In Berlin for a short examining stint, I stumble across a
magical little restaurant in the lee of the Deutsche Oper and settle down in a
corner for a fine glass of wine and an even finer jaegerschnitzel. As ever when dining alone, my ears reach out
to my fellow diners and I give in to my passion for eavesdropping. Here, I have the excuse of trying to shake
the dust off my very rusty German in advance of a day’s examining where some
linguistic facility will inevitably be called for, and before long I feel fully
tuned into a discussion going on in earnest at a nearby table between six very distinguished
looking diners. I am intrigued to hear
them discussing the merits of Wolfgang Sawallisch and it is some time before I realise
that my comprehension of their discussion is heightened by the fact that much
of it is being conducted in English. I
look over a little more closely and, as I do, one of them catches my eye. There is a shock of recognition and we
politely nod, but I quickly turn back trying to rack my brains as to where I’ve
seen him before. He, however, has no
such English reserve and gets up from his table and comes over to speak to me.
After some preliminary skirmishes in German which quickly
resolve into English, we realise that we met when he was on a panel discussion
I chaired at a Live! Singapore forum a few years back. At that time he was manager of a German
orchestra but I learn he has now retired and is a leading light in a small
society of retired professionals who share a passion for the arts and for the
English language. They meet every Monday
and as this is a Sunday evening, he is thrilled that, by good fortune, I will
be able to join their meeting the following day. I have no choice but to agree and I am then
asked if I can deliver a short talk in English on the Classical Music Scene in
Asia.
Leap forward 24 hours and I meet my contact again at the
restaurant and, fortified with a refreshing beer, we head off to the apartment
where about twenty distinguished ladies and gentlemen are assembled in a room
which could almost have come out of a movie film set; full of dark wood panels
and creaking leather chairs. I’ve had a
busy day examining so my preparation for this talk has been non-existent. I resort to that tried and tested opener of
asking my audience what they know of Classical Music in Asia.
Quite a lot, it turns out, and quickly my talk becomes an
animated discussion about Chinese concert halls, audience behaviour and Lang
Lang; it turns out most of them followed both the Berlin Phil and the Mahler Chamber
Orchestra on recent Asian tours.
Interestingly, though, none of them had heard of the Malaysian
Philharmonic Orchestra (which distressed me deeply, not least because it does
have a German conductor – although I quickly learn that Claus Peter Flor is not
a name that engenders universal admiration among the great and good of Berlin
society) nor of the Hong Kong Philharmonic, and while they were conscious of orchestras
in Japan, Taiwan and China, the only Asian orchestra they really felt they knew
enough to pass comment on was the Singapore Symphony.

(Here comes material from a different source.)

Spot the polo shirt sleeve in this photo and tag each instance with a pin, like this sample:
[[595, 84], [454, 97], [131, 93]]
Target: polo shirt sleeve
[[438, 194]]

This was a group of people who listen avidly to music, not
on disc or radio, but live. For them,
music only exists as a live performance art – and, as if to prove the point-
our Monday evening meeting ended with three of them performing a Beethoven
Trio. They vividly recalled the visit of
the SSO to Berlin in 2010 and were even more impressed when the Singapore National
Youth Orchestra visited the city last year as part of the Young Euro Classic
Festival – a performance I was supposed to attend but was sadly prevented by
family illness. For serious music lovers
living in a city with possibly the finest orchestra in the world on their doorstep,
to recall performances by two relatively lowly orchestras from Asia shows
either good manners or a genuine level of admiration at the standard of playing
they heard.
I am convinced that the Singaporean musicians really did
make an impact; not the “how-clever-the-Asians-are-to-do-this-sort-of-thing”
impact but a genuine belief that these orchestras both contributed something significant
to the musical life of the city. It
reinforces something which every orchestral manager knows, but can rarely
convince his financial backers to appreciate; and that is an orchestra on tour
not only offers musical performances to audiences overseas, but performs an ambassadorial
function on behalf of its country far beyond the purely commercial benefits accrued
from any number of trade delegations or tourist promotional expos.
We may know that there are plenty of fine orchestras in
Asia; but for the rest of the world to know that, Asian orchestras have to get
out and about; building audiences at home is important, but there is huge value
far beyond the confines of music, in international touring.